Now, if we talk about how people became involved in that. 现在,如果我们谈谈人们是如何参与其中的。 If we imagine that we were a dog breeder and we wanted to maybe create a brand new type of dog, and we saw something interesting, one of the puppies was maybe this unique color that we'd never seen before. We would really want to use that dog, when it grew up, to have more puppies in hopes that it would have more like it. 我们真的很想用那只狗,当它长大后,养更多的小狗,希望它能有更多的喜欢它。 As we started doing that a lot, we found that humans could create lots of differences between animals from tiny little teacup dogs to these giant Great Danes. It's great quite incredible. 真是太不可思议了。

**Maya:** Wow.

**Molly:** Thank you so much for being here today, Bridgett.

**Bridgett:** Thank you.

**Maya:** Bye, thanks.

**Bridgett:** Thanks. Bye.

**Molly:** Canines and people have a special relationship. Wolves, in particular, are very important to many Native American tribes. 狼对许多美洲原住民部落来说尤其重要。 Wolves and humans are seen as brothers and sisters by the Anishinabe or Ojibwe nations. 狼和人类被 Anishinabe 或 Ojibwe 国家视为兄弟姐妹。

[wolf howls]

**Bizhikiins:** Boozhoo. Hello, my name is Bizhikiins or Dylan Jennings. I come from the Bad River Band of the Lake Superior Anishinaabeg in Northern Wisconsin. 我来自威斯康星州北部的苏必利尔湖 Anishinaabeg 的坏河带。 I work as a public information office director at the Great Lakes Indian Fish and Wildlife Commission. 我在五大湖印度鱼类和野生动物委员会担任公共信息办公室主任。 Wolves have a very, very important role to play in our communities traditionally and even today. 狼在传统上甚至今天在我们的社区中都扮演着非常非常重要的角色。 A lot of that goes back to a relationship from our original stories, our original stories of creation. 其中很多都可以追溯到我们最初的故事,我们最初的创作故事。

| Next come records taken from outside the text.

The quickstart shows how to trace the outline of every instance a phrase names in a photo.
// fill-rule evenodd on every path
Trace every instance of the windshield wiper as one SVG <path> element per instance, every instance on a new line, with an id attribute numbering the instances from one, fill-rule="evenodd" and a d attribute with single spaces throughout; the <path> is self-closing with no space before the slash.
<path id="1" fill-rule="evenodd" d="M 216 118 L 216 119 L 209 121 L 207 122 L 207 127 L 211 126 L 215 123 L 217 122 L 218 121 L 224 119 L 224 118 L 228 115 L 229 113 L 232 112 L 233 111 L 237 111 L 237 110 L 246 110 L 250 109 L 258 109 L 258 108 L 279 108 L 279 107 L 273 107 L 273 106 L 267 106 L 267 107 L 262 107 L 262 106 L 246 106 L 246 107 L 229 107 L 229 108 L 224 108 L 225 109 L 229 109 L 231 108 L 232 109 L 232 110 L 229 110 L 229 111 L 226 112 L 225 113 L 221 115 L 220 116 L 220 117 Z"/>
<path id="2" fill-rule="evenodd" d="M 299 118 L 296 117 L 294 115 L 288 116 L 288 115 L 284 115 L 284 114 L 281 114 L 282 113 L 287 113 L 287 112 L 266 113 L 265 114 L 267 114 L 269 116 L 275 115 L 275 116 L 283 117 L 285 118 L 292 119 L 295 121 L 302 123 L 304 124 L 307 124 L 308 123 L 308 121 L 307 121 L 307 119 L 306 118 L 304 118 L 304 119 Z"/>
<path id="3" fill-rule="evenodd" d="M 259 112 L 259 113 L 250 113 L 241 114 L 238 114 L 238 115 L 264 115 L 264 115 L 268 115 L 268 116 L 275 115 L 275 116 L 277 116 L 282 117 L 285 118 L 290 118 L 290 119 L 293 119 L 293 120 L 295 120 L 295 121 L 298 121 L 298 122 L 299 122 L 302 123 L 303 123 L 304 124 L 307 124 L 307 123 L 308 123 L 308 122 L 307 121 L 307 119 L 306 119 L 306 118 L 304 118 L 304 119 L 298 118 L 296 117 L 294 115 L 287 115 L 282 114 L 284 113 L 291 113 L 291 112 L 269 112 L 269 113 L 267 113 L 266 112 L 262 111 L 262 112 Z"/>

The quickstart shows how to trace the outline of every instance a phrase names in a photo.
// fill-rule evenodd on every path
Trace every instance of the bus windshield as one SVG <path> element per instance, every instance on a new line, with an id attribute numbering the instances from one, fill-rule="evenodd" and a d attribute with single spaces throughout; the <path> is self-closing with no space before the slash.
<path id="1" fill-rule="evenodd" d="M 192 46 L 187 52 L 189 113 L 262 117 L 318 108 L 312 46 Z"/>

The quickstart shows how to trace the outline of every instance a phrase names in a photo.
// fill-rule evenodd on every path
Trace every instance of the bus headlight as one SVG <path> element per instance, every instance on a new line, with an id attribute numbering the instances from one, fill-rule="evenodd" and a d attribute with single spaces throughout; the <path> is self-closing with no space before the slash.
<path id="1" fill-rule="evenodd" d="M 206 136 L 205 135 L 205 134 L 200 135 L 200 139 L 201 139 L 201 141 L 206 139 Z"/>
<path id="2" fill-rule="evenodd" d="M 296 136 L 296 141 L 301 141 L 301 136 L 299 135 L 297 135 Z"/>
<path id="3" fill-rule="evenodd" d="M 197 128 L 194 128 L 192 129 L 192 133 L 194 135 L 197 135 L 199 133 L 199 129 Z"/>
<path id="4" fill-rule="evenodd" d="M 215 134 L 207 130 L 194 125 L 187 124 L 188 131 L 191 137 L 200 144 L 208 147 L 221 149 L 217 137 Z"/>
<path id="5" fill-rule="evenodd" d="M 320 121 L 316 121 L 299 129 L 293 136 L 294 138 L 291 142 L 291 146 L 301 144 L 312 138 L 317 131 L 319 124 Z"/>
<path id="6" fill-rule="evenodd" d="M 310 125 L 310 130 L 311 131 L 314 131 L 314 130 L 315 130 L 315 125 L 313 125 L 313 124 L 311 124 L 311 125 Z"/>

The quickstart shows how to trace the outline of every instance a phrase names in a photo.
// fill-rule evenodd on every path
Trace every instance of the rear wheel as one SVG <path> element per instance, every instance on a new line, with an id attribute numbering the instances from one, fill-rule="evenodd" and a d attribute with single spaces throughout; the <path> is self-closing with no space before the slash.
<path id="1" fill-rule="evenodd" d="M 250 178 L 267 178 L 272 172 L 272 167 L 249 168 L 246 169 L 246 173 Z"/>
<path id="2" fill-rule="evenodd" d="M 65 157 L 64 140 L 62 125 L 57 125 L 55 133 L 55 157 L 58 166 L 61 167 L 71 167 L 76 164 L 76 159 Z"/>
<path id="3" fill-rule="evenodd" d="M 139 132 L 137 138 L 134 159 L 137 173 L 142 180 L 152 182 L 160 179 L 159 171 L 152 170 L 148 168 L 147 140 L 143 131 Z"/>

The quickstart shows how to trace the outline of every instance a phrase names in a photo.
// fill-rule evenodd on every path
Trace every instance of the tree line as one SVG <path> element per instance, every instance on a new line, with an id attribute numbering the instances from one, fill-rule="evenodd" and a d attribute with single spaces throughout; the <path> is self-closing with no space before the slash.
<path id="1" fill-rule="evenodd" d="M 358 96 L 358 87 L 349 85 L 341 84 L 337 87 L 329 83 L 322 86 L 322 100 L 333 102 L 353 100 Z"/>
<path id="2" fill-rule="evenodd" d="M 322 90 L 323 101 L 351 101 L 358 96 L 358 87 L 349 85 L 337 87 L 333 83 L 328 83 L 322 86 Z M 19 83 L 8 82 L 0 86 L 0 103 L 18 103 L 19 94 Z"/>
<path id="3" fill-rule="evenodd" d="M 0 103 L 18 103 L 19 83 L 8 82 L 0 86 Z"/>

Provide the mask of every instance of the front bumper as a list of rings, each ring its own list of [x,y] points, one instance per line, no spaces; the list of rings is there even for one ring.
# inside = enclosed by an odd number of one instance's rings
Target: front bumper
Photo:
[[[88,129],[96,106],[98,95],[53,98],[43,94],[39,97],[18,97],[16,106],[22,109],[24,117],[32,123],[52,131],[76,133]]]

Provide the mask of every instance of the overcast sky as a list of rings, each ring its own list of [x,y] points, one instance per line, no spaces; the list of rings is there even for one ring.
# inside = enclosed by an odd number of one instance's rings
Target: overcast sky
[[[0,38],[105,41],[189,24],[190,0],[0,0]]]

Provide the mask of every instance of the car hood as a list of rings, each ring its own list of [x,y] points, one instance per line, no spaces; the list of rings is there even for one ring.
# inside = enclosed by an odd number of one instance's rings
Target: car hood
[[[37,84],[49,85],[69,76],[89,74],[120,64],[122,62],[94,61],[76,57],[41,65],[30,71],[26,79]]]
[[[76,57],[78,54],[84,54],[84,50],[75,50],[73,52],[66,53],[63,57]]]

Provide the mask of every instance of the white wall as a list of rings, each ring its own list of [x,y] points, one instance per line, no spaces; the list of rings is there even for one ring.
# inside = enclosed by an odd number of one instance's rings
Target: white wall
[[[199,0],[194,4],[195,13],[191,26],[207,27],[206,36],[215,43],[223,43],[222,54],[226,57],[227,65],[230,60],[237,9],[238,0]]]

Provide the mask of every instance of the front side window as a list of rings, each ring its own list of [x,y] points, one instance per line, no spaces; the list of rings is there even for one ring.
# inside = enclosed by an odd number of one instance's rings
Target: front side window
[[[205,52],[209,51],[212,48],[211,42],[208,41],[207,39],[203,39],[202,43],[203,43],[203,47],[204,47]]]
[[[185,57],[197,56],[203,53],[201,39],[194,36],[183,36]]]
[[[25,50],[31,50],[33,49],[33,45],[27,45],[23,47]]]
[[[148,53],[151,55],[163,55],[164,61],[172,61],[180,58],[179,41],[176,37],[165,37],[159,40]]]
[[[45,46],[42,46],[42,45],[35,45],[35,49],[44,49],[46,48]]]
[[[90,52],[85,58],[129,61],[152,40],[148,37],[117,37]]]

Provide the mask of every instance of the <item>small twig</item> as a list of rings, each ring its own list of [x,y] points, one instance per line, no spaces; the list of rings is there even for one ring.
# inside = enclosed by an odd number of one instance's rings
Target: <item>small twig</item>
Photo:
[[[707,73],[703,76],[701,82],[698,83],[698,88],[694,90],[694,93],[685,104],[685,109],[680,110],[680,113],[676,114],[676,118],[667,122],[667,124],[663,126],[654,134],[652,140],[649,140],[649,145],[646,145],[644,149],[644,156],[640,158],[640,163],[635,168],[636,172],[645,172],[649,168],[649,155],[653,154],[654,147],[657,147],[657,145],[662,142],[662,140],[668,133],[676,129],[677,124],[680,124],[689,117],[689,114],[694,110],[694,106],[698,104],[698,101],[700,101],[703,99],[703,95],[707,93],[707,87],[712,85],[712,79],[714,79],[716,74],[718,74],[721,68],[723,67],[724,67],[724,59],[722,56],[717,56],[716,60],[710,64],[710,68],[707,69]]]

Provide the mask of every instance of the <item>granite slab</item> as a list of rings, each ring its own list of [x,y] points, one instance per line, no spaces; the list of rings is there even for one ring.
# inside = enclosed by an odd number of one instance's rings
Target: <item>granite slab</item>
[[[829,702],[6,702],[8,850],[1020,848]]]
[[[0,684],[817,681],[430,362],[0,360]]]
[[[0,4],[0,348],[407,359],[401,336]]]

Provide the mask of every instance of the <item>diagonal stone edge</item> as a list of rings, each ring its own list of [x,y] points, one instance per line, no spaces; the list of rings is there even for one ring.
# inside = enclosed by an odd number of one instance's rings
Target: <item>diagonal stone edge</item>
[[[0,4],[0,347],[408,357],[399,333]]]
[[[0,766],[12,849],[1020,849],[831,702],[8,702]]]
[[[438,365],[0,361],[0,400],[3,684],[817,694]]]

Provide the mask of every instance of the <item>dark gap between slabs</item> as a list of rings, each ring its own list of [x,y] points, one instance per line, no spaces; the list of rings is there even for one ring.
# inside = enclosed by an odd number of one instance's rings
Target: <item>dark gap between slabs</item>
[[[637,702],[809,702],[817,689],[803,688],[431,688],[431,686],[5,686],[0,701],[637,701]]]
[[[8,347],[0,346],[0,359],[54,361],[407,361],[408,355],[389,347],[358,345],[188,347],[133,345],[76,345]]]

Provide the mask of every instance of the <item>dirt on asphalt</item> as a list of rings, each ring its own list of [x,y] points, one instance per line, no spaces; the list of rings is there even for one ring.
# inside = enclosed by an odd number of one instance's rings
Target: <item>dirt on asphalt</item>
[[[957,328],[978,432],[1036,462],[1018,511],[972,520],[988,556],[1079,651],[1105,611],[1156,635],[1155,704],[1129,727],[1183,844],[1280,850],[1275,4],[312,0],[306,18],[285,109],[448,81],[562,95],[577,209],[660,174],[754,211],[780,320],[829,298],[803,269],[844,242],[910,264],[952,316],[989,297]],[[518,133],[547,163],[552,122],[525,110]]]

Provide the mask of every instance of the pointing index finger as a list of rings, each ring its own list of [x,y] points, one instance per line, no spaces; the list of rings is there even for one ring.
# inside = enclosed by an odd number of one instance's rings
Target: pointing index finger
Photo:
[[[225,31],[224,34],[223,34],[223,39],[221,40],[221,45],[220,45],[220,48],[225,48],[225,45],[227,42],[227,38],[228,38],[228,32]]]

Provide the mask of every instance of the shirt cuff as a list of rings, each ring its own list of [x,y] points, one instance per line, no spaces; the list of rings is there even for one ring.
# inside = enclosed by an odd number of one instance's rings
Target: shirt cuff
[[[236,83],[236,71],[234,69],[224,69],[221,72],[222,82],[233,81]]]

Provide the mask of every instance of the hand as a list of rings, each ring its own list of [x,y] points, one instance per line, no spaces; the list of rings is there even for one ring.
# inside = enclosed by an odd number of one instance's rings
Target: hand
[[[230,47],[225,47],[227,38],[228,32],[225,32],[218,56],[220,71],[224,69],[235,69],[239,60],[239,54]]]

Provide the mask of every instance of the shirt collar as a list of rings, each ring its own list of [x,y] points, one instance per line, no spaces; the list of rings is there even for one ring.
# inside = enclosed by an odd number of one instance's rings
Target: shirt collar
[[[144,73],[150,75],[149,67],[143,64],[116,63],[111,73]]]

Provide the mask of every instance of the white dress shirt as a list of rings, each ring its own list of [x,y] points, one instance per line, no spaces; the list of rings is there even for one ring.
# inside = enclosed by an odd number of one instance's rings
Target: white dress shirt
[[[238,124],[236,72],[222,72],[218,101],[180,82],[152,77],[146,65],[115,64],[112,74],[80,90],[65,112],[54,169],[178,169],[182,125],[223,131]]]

The wolf and original man were some of the two beings that in our stories, went around and named everything in creation, gave everything a name together, and traveled together. 狼和原始人是我们故事中的两个存在,他们四处走动,为创造中的一切命名,一起给一切命名,一起旅行。 At a different part within our stories, it talks about ma'iingan which is the Ojibwe word that describes wolf, and then the Anishinaabeg having to take separate paths, separate trails, and splitting up kind of diverging along that path. 在我们故事的不同部分,它谈到了 ma'iingan,这是描述狼的 Ojibwe 词,然后 Anishinaabeg 必须采取不同的路径,不同的小径,并沿着这条路径分裂。 What teaching we derive from that is that what happens to one of us will happen to the other. 我们从中得到的教导是,发生在我们中的一个人身上的事情也会发生在另一个人身上。

Well, there was a time, not too long ago, where wolves were almost eradicated from this area, which means that there weren't many left. 嗯,有一段时间,不久前,狼几乎从这个地区被消灭了,这意味着剩下的已经不多了。 A lot of that coincided in a time where it wasn't okay to be Ojibwe or to be Native American. 其中很多都发生在一个不适合成为 Ojibwe 或成为美洲原住民的时代。 They were told to blend in and essentially remove that Ojibwe-ness or that essence of being an indigenous person from their being. 他们被告知要融入并从本质上消除奥吉布韦人的特征或作为土著人的本质。 Those two things really mirror each other in our history. 这两件事在我们的历史上确实相互映照。 There are instances where we believe that saying, 'What happens to one will happen to the other' have actually come to fruition, to take care of and look after one another because we are considered to be relatives or, some say, to be brothers. 在某些情况下,我们相信“发生在一个人身上的事情就会发生在另一个人身上”这句话实际上已经实现,因为我们被认为是亲戚,或者,有人说是兄弟,所以要互相照顾和照顾.